Donald Hebb's axiom reminds us that every experience, thought, feeling, and physical sensation has the potential to trigger thousands of neurons, which together can form a neural network. When you engage in repetitive behaviour, the brain learns to trigger the same neurons each time.
Hebb, often considered the “father of neuropsychology” because of the way he was able to merge the psychological world with the world of neuroscience, suggested that when our brains learn something new, neurons are activated and connected with other neurons, forming a neural network. Therefore, seek to learn something new post-Christmas and do things differently. New behaviour can shift your mood by creating a new neural network.
5. Increase your social network
Feeling down and being socially isolated can often be bedfellows. This is your opportunity to boost your social network. Perhaps people in your current network are too busy with their families or with work (or with themselves). Find a group to join whereby you will have similar interests with like-minded people.
There is a big distinction between aloneness and loneliness. Some people prone to introversion embrace their aloneness and don’t feel lonely whereas people who are more social-focused tend to feel lonely when alone. The key is to do what feels right for you.
6. Practice mindfulness and meditation
Regular meditation practice produces a response in the body that activates the parasympathetic nervous system and can also bring about a larger hippocampus, increased blood flow, and an increase in positive feelings, empathy as well as reduced anxiety. Persist in your practice and you will feel better. The benefits are greater energy levels and productivity, more personal power, higher levels of self-esteem, more perseverance, decreased feelings of anxiety and more self-confidence.

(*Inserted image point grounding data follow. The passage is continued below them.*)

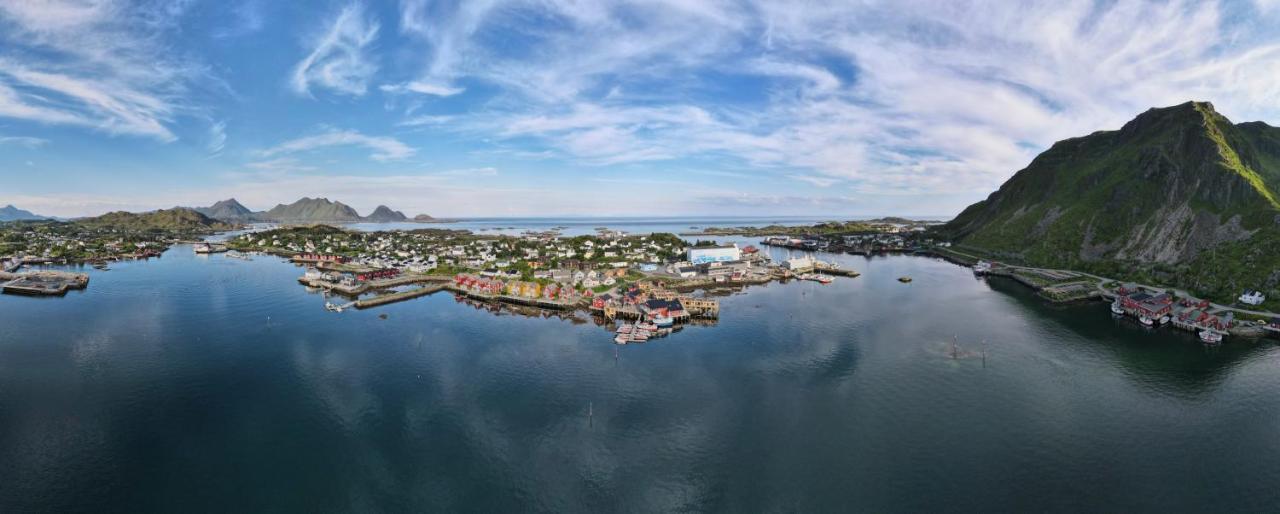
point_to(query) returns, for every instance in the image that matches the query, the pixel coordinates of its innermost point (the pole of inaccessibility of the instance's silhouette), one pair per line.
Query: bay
(193, 382)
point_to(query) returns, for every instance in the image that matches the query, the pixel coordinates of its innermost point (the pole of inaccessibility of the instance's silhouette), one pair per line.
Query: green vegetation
(1178, 196)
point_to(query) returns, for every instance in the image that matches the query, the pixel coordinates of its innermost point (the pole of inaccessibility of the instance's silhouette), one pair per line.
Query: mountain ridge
(1162, 198)
(305, 210)
(13, 214)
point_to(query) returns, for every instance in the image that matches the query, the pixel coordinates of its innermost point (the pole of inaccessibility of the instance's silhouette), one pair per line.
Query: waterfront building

There are many resources online to get started. But be careful you don’t set yourself up to fail. You should not be aiming to empty your mind of all thoughts. That is an impossible task. Simply concentrate on your breathing and sit with whatever thoughts you have. Accept you have a racing mind and negative thoughts, rather than frustrating yourself in believing that your mind needs to be emptied. Real mindfulness is those moments when you realise you have drifted away.
This could be a great opportunity to declutter your home and reorganise your possessions. You could donate old clothes, or unwanted gifts, to a charity shop. If you have children, perhaps you could filter your child’s toys, there might be some that they don’t play with anymore? Getting busy with these tasks will shift your thinking away from regret and loss towards solution-focused behaviour.
8. Have fun
Build-in fun things to do in your daily life. Your brain, and therefore your moods, will be better for it. Fun things need not be extravagant events but can be very simple things that shift the focus from your cognitive function for a time.
How can counselling and psychotherapy help with post-Christmas blues?
Counselling and psychotherapy can offer you the opportunity to explore how you deal with endings and uncover the sources of your unprocessed grief. The end of Christmas, and the holiday season, can represent an ending that could be triggering some unconscious discomforts.
The therapeutic work could involve identifying which part of you is sad, and what historical wounding is associated with these feelings of sadness. Transformation could entail integrating troublesome parts, such as your sadness or your inner critic, so that you can embrace your life more meaningfully.